Strengere Handhabung der Patientenverfügung gefordert
In den deutschen Bundestag sind am 06.03.2008 rechtspolitische Vorschläge zu einer gesetzlichen Verankerung von Patientenverfügungen eingebracht worden. Danach muss sorgfältig geprüft werden, ob die Festlegungen darin „auf die aktuelle Lebens- und Behandlungssituation zutreffen”. Schon seit längerem wurde betont, Patientenverfügungen seien grundsätzlich (d. h. schon heute, also auch ohne Gesetz) verbindlich. Wirksamkeit könnten sie allerdings nur dann entfalten, wenn die Formulierungen zu Behandlungssituationen und -maßnahmen hinreichend konkret sind. Dazu ist medizinisch und rechtlich fachkundige Beratung empfehlenswert.

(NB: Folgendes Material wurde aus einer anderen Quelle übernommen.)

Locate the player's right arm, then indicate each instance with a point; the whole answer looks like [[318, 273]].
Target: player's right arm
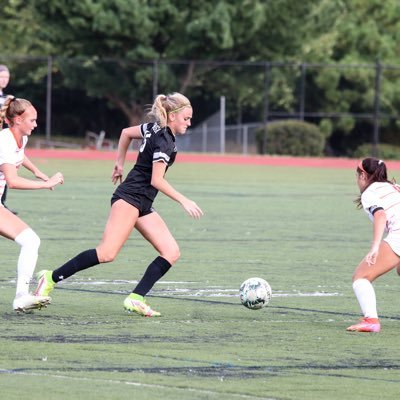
[[127, 135], [17, 182]]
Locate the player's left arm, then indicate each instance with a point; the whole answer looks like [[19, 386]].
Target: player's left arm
[[28, 164], [378, 231], [127, 135], [159, 182]]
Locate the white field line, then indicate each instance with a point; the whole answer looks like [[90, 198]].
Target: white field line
[[133, 383], [187, 291]]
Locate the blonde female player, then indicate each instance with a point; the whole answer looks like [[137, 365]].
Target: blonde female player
[[21, 116], [131, 204], [380, 198]]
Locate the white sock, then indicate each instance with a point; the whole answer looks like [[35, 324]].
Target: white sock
[[29, 242], [365, 294]]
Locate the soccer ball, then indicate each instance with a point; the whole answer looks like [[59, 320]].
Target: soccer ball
[[255, 293]]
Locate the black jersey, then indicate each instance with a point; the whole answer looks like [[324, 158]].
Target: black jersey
[[158, 144]]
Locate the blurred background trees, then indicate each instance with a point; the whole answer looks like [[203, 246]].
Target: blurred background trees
[[110, 57]]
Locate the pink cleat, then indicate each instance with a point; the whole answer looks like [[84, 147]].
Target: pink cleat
[[366, 325]]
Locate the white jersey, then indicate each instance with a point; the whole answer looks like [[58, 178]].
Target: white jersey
[[383, 195], [10, 153]]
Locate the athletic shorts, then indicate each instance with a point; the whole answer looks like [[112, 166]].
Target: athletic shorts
[[394, 242], [142, 203]]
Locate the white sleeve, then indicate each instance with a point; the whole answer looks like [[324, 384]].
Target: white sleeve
[[6, 151], [370, 201]]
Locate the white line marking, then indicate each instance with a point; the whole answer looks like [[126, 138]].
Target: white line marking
[[139, 384]]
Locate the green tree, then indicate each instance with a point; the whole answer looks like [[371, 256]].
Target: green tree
[[118, 39]]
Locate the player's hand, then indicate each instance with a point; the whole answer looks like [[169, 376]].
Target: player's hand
[[56, 179], [42, 176], [192, 208], [117, 174]]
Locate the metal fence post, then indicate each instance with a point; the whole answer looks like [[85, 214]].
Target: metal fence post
[[375, 139], [222, 124], [48, 97]]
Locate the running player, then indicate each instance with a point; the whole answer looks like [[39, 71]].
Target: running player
[[380, 198], [131, 203], [21, 119]]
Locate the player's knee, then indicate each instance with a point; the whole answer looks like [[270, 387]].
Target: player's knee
[[173, 255], [28, 239], [106, 255]]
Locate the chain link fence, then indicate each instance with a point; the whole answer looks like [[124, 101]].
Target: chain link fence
[[354, 103]]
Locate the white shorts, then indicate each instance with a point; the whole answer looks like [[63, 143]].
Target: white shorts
[[393, 240]]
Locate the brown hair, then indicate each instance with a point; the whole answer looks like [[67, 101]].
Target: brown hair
[[375, 170], [12, 108], [167, 104]]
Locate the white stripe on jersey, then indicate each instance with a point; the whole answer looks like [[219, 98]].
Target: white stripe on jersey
[[386, 196], [160, 156]]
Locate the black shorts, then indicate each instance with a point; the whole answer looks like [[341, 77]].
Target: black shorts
[[142, 203]]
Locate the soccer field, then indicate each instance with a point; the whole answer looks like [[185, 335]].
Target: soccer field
[[296, 227]]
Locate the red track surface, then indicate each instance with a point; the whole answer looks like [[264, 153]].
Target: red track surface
[[210, 158]]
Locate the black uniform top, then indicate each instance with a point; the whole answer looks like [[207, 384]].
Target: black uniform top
[[158, 144]]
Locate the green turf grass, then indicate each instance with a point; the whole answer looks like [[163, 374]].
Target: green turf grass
[[295, 227]]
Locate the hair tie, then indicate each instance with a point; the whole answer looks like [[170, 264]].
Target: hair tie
[[361, 167]]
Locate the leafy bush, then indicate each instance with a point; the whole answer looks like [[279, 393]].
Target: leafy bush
[[385, 151], [291, 137]]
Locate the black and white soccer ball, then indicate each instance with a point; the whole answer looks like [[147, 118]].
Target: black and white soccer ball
[[255, 293]]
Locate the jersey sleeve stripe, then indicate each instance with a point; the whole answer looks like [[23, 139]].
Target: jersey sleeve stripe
[[158, 156]]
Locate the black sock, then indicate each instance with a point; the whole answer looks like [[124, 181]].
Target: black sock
[[84, 260], [155, 271]]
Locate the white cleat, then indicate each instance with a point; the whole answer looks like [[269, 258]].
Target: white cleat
[[29, 302]]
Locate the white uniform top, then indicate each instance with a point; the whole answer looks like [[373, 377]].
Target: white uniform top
[[10, 153], [384, 195]]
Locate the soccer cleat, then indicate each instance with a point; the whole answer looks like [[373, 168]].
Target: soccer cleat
[[28, 302], [366, 325], [45, 283], [137, 304]]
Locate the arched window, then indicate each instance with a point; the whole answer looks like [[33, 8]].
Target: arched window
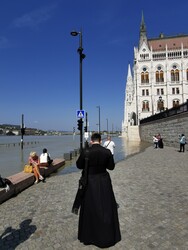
[[175, 103], [159, 75], [145, 106], [144, 77], [175, 75], [160, 105]]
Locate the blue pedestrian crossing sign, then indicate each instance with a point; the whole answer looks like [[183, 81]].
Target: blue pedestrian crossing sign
[[80, 113]]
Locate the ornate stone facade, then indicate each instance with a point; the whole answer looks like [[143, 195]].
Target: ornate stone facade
[[158, 79]]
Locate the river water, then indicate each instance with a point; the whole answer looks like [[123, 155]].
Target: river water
[[13, 158]]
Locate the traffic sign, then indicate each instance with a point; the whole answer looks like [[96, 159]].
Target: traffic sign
[[80, 113]]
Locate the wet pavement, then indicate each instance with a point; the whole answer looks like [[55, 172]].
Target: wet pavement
[[151, 189]]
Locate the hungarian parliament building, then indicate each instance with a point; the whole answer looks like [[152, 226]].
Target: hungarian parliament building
[[158, 79]]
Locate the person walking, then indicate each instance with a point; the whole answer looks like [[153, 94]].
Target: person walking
[[98, 218], [182, 143], [109, 144], [155, 141]]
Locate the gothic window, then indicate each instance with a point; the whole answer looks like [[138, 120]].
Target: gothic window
[[144, 77], [160, 105], [160, 91], [175, 91], [175, 103], [175, 75], [145, 106], [159, 75]]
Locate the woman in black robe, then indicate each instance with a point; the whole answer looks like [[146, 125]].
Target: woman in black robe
[[98, 220]]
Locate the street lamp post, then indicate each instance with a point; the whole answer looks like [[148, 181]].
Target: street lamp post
[[22, 131], [99, 120], [82, 56], [107, 125]]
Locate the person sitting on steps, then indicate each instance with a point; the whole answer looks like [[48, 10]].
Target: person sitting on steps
[[34, 161]]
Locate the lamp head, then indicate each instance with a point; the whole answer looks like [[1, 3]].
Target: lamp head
[[74, 33]]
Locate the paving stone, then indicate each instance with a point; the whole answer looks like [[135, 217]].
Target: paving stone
[[151, 189]]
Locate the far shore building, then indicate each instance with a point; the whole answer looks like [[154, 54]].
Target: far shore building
[[158, 79]]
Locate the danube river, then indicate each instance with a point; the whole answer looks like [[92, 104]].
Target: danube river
[[13, 158]]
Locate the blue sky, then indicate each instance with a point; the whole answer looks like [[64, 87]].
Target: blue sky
[[39, 63]]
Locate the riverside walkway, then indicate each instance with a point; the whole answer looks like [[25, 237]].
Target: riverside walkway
[[151, 188]]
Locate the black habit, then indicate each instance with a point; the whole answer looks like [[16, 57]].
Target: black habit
[[98, 220]]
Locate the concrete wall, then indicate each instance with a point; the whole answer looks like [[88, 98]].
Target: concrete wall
[[170, 128]]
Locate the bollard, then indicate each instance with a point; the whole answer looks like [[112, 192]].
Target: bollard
[[67, 156]]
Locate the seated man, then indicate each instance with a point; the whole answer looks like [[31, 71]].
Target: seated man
[[45, 160]]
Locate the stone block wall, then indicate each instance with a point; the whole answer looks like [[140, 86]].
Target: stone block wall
[[170, 128]]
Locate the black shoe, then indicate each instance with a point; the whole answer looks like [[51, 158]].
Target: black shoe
[[75, 210]]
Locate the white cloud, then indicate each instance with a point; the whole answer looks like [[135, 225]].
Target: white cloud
[[34, 18]]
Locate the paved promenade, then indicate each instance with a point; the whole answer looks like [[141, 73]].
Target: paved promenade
[[151, 188]]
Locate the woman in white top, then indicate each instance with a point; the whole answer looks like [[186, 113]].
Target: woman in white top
[[45, 159]]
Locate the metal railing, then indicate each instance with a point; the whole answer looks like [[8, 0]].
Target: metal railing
[[167, 113]]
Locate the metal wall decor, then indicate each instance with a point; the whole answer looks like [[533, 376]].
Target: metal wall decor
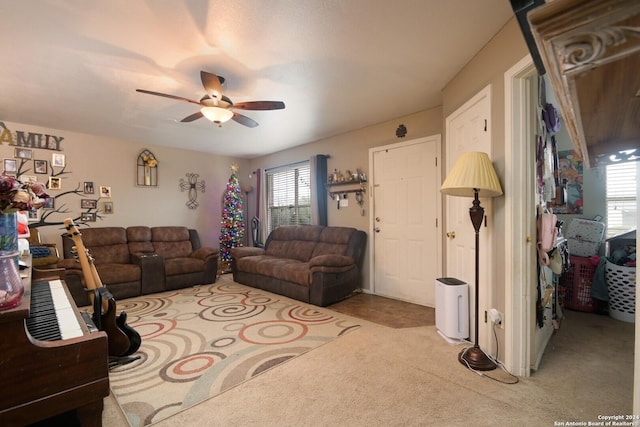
[[193, 186], [147, 169]]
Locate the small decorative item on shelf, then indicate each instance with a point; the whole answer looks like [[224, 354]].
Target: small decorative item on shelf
[[147, 165], [11, 287]]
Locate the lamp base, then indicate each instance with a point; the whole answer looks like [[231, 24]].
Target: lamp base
[[474, 358]]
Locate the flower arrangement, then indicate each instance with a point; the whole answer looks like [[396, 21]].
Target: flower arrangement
[[149, 161], [18, 196]]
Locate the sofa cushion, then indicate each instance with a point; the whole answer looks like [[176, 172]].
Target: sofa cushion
[[107, 245], [139, 239], [333, 241], [118, 273], [295, 242], [250, 263], [171, 242]]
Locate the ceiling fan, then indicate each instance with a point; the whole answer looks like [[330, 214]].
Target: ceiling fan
[[217, 107]]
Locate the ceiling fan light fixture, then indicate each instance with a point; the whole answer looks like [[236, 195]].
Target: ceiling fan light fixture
[[217, 114]]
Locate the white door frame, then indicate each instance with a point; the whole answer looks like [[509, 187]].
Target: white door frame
[[432, 138], [519, 186]]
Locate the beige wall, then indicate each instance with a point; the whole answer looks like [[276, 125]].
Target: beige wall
[[488, 67], [112, 162], [351, 151]]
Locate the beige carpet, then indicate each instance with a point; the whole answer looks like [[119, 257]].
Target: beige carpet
[[199, 342], [380, 376]]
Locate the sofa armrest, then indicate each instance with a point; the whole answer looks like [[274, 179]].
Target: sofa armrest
[[204, 253], [69, 263], [243, 251]]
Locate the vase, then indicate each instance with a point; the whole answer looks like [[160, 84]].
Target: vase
[[11, 286], [9, 232]]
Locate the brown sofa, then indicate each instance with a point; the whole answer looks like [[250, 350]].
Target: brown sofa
[[140, 260], [314, 264]]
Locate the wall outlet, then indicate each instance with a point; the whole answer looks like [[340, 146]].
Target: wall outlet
[[496, 317]]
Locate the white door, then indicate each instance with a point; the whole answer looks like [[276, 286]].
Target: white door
[[468, 129], [406, 211]]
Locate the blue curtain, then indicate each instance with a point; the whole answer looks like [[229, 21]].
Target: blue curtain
[[319, 176]]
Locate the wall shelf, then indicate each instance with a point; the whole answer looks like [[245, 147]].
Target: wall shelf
[[345, 187]]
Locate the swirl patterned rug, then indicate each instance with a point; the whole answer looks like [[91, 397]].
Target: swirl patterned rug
[[198, 342]]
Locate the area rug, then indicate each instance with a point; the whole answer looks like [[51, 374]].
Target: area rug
[[199, 342]]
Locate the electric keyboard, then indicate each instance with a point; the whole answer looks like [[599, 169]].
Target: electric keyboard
[[51, 362]]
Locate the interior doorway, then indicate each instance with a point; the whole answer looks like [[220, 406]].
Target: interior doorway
[[405, 226], [520, 233]]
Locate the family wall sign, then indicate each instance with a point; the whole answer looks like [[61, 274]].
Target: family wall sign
[[29, 139]]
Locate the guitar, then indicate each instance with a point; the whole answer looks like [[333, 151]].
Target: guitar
[[123, 340]]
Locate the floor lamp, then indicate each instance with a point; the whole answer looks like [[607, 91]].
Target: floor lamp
[[473, 175]]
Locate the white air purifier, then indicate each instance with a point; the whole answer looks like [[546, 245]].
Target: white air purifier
[[452, 309]]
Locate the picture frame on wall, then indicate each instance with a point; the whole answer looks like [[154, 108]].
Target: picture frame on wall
[[88, 187], [10, 166], [54, 183], [40, 166], [33, 215], [22, 153], [57, 160], [107, 208], [88, 204], [105, 191], [88, 216]]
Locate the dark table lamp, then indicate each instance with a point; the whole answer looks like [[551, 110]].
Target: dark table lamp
[[473, 175]]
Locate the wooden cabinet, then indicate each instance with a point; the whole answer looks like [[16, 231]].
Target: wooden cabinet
[[591, 51]]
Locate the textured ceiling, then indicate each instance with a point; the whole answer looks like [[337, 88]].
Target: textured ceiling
[[338, 65]]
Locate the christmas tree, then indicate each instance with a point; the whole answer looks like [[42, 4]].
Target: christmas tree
[[232, 224]]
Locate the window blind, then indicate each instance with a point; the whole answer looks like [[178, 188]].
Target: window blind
[[288, 195], [621, 197]]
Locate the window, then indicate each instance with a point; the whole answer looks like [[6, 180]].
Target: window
[[288, 195], [621, 197]]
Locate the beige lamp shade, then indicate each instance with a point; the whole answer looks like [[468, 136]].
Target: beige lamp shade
[[473, 170]]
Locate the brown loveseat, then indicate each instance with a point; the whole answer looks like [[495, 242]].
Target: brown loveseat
[[310, 263], [140, 260]]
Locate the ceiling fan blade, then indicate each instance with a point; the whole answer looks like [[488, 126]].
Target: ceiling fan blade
[[179, 98], [260, 105], [244, 120], [194, 116], [211, 84]]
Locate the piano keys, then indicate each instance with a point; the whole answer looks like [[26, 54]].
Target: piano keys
[[52, 317], [42, 378]]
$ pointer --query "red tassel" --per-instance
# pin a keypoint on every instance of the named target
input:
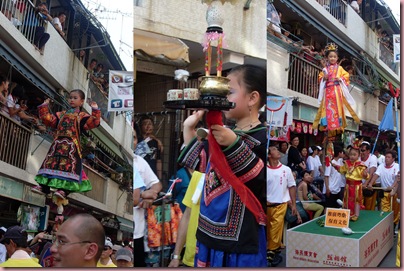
(218, 160)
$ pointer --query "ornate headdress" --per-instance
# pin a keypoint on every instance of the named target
(331, 47)
(356, 144)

Die Funktion einer optimalen, individuell-konkreten Patientenverfügung besteht darin, dem Arzt für den späteren Verlust der eigenen Willensfähigkeit Handlungsanweisungen zu geben. Auf deren Präzision kommt es bei der Bestimmung des Patientenwillens an. Die rechtspolitischen Vorschläge haben sich nunmehr in einem Zwei-Stufen-Modell konkretisiert.
RAin Masuch, Schwentinental
www.freiepresse.de Eine Gruppe von Abgeordneten um Unionsfraktionsvize Wolfgang Bosbach (CDU) und Bundestagsvizepräsidentin Katrin Göring-Eckardt (Grüne) hat in der Diskussion um die Patientenverfügung ein Zwei-Stufen-Modell vorgeschlagen. Demnach soll eine Beratungspflicht für Patienten eingeführt werden, die lebenserhaltende Maßnahmen ablehnen, obwohl sie nicht unheilbar erkrankt sind, wie Bosbach sagte. Nur in Fällen, wo keine Überlebenschance besteht, solle die einfache Patientenverfügung ohne Beratung erlaubt sein. Der Vorschlag ist damit restriktiver als der im Bundestag bereits beratene Entwurf von der Gruppe um den SPD-Abgeordneten Joachim Stünker.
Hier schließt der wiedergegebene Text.